Weak, Niche or New Tech
Trying to prompt towards niche tech was problematic - hugging face models was seemingly impossible, i couldn't get Cursor to do this at all, it kept insisting on writing me hideously complex regular expressions to attempt to solve the problem i was describing.
Attempting to use Bun and Htmx was also a non-starter, it kept getting hung up on npm and vite and nothing else seemingly mattered and when i really forced the issue it would hallucinate APIs that just don't exist.
Trying to get it to use the native python support within the dotnet 10 preview was impossible, its seemingly too new. Zero success here with more hallucinations of framework items that don't exist.
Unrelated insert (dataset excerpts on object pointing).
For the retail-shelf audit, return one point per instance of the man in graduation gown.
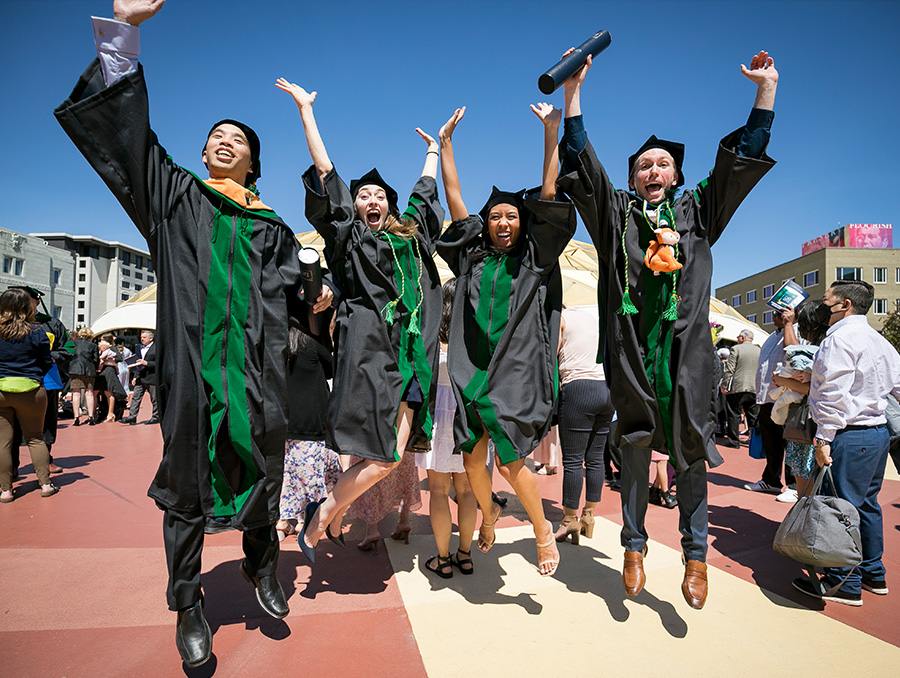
(229, 280)
(658, 356)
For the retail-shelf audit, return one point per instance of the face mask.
(824, 312)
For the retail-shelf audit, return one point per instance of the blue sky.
(384, 68)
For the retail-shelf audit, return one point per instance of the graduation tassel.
(627, 307)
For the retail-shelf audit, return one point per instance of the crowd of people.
(460, 381)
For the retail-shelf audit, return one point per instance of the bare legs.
(356, 480)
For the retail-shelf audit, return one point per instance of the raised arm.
(550, 117)
(448, 167)
(431, 155)
(762, 72)
(304, 101)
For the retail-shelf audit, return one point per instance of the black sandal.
(442, 565)
(464, 565)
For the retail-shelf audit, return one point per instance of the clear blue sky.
(384, 68)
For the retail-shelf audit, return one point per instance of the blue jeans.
(690, 490)
(858, 459)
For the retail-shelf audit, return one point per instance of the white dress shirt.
(854, 371)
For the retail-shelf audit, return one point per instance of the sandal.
(444, 567)
(484, 545)
(553, 559)
(464, 565)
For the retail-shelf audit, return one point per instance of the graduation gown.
(228, 280)
(660, 372)
(377, 356)
(504, 329)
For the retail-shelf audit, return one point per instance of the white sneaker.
(789, 496)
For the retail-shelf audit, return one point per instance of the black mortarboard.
(675, 149)
(252, 139)
(373, 178)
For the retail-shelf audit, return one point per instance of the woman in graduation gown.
(386, 335)
(504, 329)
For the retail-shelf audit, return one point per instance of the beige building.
(815, 272)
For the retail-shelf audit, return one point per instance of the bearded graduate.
(659, 355)
(504, 329)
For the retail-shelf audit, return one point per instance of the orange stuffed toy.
(660, 256)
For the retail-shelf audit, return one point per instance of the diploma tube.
(311, 273)
(550, 81)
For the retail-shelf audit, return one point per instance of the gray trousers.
(690, 490)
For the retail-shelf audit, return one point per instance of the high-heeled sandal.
(401, 534)
(369, 544)
(464, 565)
(587, 522)
(483, 544)
(554, 554)
(569, 527)
(442, 565)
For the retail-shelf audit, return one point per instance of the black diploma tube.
(550, 81)
(311, 272)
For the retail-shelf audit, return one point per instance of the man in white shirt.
(854, 371)
(772, 434)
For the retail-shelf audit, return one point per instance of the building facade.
(31, 260)
(106, 273)
(814, 273)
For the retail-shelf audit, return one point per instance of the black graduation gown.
(369, 379)
(504, 329)
(228, 280)
(700, 217)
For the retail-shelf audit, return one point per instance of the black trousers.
(585, 411)
(183, 537)
(734, 404)
(773, 443)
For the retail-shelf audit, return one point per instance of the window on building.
(848, 273)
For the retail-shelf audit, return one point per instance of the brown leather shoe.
(694, 586)
(633, 572)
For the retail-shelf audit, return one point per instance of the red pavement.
(83, 592)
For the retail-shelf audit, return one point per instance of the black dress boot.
(192, 635)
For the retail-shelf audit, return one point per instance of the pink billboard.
(873, 236)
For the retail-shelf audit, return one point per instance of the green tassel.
(627, 308)
(388, 312)
(671, 312)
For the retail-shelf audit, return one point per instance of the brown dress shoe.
(694, 586)
(633, 572)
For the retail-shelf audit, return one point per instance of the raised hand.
(548, 115)
(302, 98)
(135, 12)
(446, 131)
(762, 69)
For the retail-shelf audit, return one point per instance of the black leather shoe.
(268, 593)
(192, 636)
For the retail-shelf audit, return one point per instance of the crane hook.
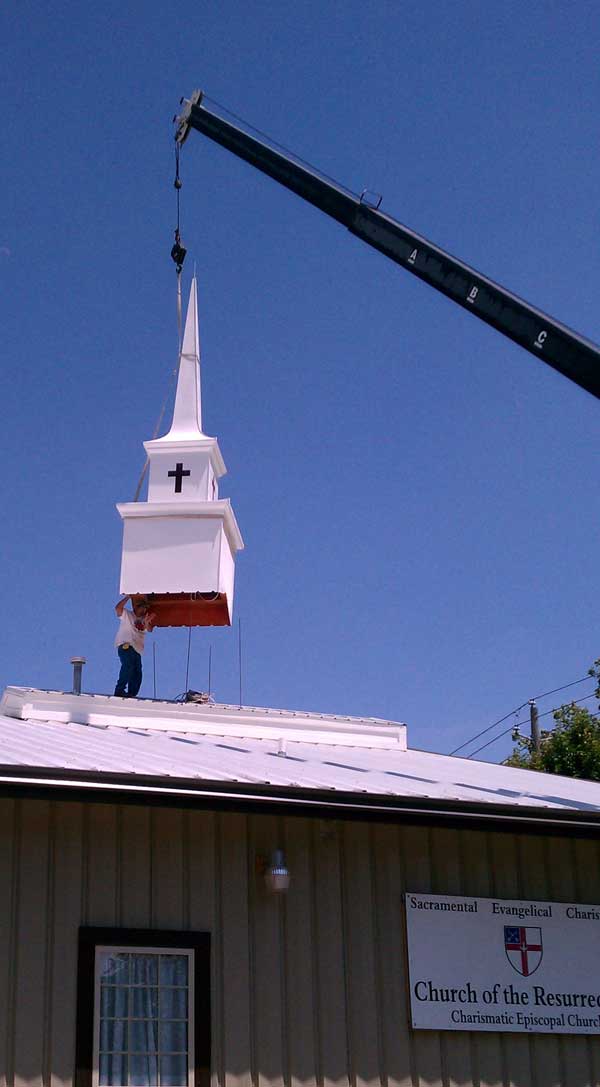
(178, 251)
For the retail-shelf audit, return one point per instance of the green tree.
(572, 748)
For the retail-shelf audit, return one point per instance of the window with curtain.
(142, 1009)
(145, 1002)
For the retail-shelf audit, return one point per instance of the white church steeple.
(187, 414)
(197, 462)
(179, 546)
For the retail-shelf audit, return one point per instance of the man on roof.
(133, 625)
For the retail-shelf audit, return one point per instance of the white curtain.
(144, 1020)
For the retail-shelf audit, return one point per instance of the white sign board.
(491, 964)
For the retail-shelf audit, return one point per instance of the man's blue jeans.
(129, 677)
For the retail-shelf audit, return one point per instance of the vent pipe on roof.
(77, 663)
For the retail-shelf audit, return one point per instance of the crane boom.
(558, 346)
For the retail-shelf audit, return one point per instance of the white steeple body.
(198, 455)
(179, 546)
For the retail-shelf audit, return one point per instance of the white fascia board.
(208, 720)
(221, 510)
(190, 446)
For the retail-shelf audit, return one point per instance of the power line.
(546, 714)
(517, 710)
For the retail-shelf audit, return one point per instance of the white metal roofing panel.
(303, 764)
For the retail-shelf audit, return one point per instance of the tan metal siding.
(308, 989)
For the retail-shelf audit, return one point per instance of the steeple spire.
(187, 413)
(179, 546)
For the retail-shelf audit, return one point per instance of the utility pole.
(536, 739)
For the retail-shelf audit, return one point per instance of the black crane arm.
(558, 346)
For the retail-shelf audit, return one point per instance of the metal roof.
(196, 745)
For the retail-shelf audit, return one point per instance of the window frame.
(152, 940)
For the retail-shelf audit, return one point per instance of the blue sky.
(417, 496)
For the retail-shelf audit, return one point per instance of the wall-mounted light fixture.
(275, 872)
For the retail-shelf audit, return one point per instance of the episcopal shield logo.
(524, 950)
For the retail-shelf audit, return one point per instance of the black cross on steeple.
(178, 475)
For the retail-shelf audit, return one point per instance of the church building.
(207, 895)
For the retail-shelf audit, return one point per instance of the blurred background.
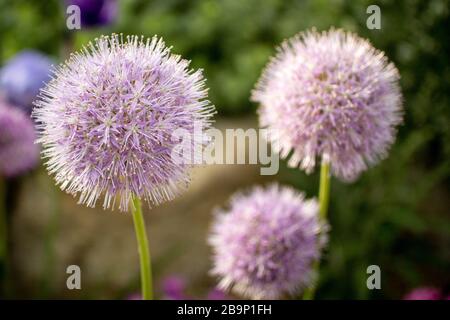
(395, 216)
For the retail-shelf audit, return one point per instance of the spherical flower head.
(23, 76)
(106, 121)
(424, 293)
(266, 242)
(330, 95)
(18, 152)
(96, 12)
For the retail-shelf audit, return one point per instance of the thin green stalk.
(3, 221)
(324, 198)
(3, 238)
(144, 252)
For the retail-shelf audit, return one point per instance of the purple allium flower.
(23, 76)
(424, 293)
(107, 118)
(265, 243)
(96, 12)
(330, 95)
(216, 294)
(18, 152)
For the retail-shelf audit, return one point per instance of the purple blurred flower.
(18, 153)
(330, 95)
(424, 293)
(108, 116)
(23, 76)
(134, 296)
(216, 294)
(96, 12)
(265, 243)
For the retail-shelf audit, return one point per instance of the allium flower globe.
(266, 242)
(96, 12)
(107, 117)
(18, 152)
(330, 95)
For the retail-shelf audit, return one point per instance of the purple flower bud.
(424, 293)
(266, 242)
(23, 76)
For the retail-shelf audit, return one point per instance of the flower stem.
(144, 253)
(324, 198)
(3, 238)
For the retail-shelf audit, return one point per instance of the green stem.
(324, 198)
(3, 239)
(144, 253)
(3, 221)
(49, 239)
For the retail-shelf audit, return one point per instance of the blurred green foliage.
(397, 214)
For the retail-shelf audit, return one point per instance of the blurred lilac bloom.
(216, 294)
(424, 293)
(330, 95)
(18, 153)
(23, 76)
(96, 12)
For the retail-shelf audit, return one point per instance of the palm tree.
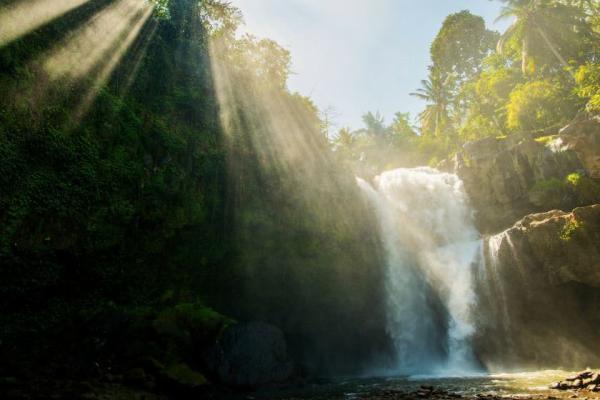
(537, 17)
(437, 92)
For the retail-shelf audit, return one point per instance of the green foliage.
(537, 105)
(588, 85)
(585, 189)
(461, 44)
(571, 227)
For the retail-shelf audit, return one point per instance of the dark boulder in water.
(251, 354)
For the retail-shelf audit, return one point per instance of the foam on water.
(431, 247)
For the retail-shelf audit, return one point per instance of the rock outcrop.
(539, 292)
(583, 137)
(508, 178)
(587, 379)
(563, 247)
(250, 355)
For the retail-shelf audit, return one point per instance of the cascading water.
(431, 249)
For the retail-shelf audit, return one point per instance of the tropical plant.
(558, 26)
(436, 90)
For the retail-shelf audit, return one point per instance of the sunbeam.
(99, 43)
(21, 17)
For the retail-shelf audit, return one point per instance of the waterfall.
(431, 248)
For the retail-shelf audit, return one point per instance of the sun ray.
(19, 18)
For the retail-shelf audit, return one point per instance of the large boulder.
(251, 354)
(583, 137)
(508, 178)
(539, 292)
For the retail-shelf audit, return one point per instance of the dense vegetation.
(536, 76)
(128, 216)
(144, 193)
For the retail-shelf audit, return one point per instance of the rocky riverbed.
(513, 386)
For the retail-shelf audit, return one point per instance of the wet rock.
(250, 355)
(583, 137)
(502, 176)
(587, 379)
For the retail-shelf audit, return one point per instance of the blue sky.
(354, 56)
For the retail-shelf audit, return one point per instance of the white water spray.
(431, 247)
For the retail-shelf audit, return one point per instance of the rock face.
(587, 379)
(539, 292)
(583, 137)
(251, 354)
(506, 178)
(565, 247)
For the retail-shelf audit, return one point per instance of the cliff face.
(539, 292)
(505, 178)
(536, 203)
(583, 137)
(508, 178)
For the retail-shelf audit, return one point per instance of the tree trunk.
(524, 53)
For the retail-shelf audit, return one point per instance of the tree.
(461, 45)
(556, 25)
(437, 91)
(374, 124)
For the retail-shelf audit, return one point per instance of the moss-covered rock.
(539, 292)
(516, 176)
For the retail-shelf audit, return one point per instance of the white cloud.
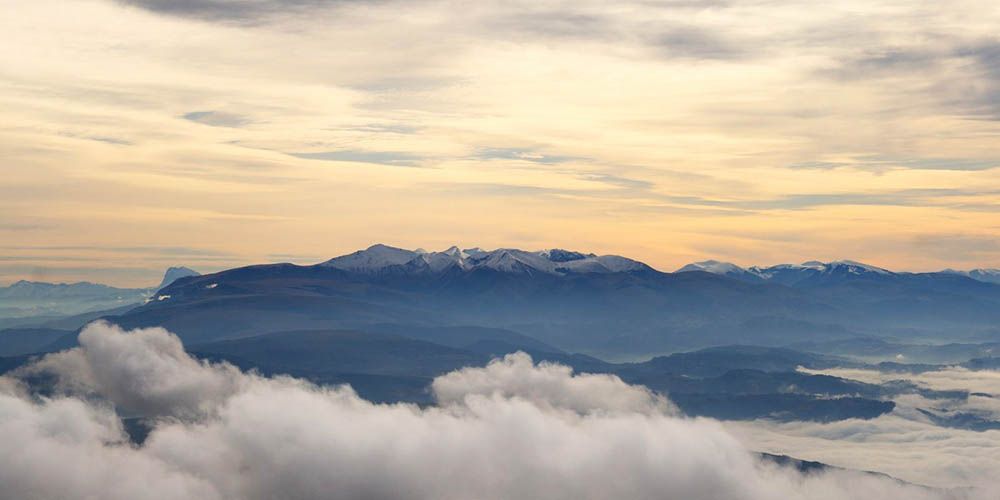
(253, 437)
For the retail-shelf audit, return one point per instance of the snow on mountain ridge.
(378, 258)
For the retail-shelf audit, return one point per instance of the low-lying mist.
(512, 429)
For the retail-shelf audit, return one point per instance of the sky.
(214, 133)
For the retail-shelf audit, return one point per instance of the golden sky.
(214, 133)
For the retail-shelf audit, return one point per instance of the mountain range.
(608, 306)
(815, 271)
(25, 299)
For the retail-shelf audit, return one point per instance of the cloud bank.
(510, 430)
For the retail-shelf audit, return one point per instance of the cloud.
(694, 42)
(235, 11)
(220, 433)
(880, 163)
(217, 118)
(528, 155)
(389, 158)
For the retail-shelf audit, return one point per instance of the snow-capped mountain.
(791, 274)
(175, 273)
(379, 259)
(721, 268)
(985, 275)
(35, 298)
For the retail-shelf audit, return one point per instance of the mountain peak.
(175, 273)
(712, 266)
(379, 258)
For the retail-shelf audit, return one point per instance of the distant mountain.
(809, 273)
(987, 275)
(573, 301)
(805, 274)
(48, 302)
(175, 273)
(33, 298)
(382, 259)
(722, 269)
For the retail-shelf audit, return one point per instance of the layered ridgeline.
(25, 299)
(821, 273)
(579, 302)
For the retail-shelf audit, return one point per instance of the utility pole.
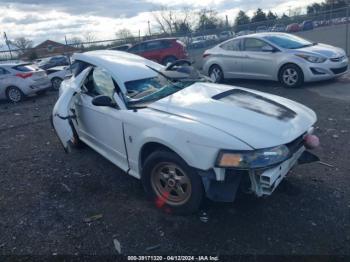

Context is often a problem
Especially with deployment tech like AWS amplify it tried to ream of hundreds of lines of config which where often nonsensical or broken. I often found myself saying things like "Take into account the entire solution" and then adding every file in a folder into the context to try to get a meaningful output.
The Ugly
Vulnerable recommendations
I asked cursor to hash a password input using industry standards and it decided that i should i should use
crypto.createHash("sha1")
There are numerous problems here; sha1 is weak, no salt, no bcrypt
Rabbit hole nonsense
It was very easy to get stuck where something would have an error because it's hallucinated some method name, and i'd say "thats not a real method" and it would say "ah you are right, lets fix that" and it would go off on some other tangent and rewrite the whole file. Then i would say "you've removed some key functionality, lets reinclude XYZ feature" and we'd end up with the same hallucinated method again. No matter what i did we went round in circles and i ended up doing a git reset head --hard and trying the whole thing again.
Summary
My AI sidekick was no better than a hyped up junior developer eager to rewrite the world. It was able to produce quick and dirty solutions which although great for prototypes lacked the consistency and thought required for robust and performant enterprise grade solutions. It seems great for easy to solve, boilerplate and general grunt work, but don't trust anything it outputs without review.
Closing thoughts
If the current state of AI is at the level of "junior developer". If companies stop hiring junior developers in favour of more seasoned developers with "AI Agents" to assist them, then how do junior developers get hired and skill up to become useful? Do they self learn and over-hype themselves and fake it till they make it? Even then, how do they actually learn? I still remember the pain of learning that very first tech, the struggle was a key part of learning, without it, you will never gain the foundations required to be a skilled developer and problem solver.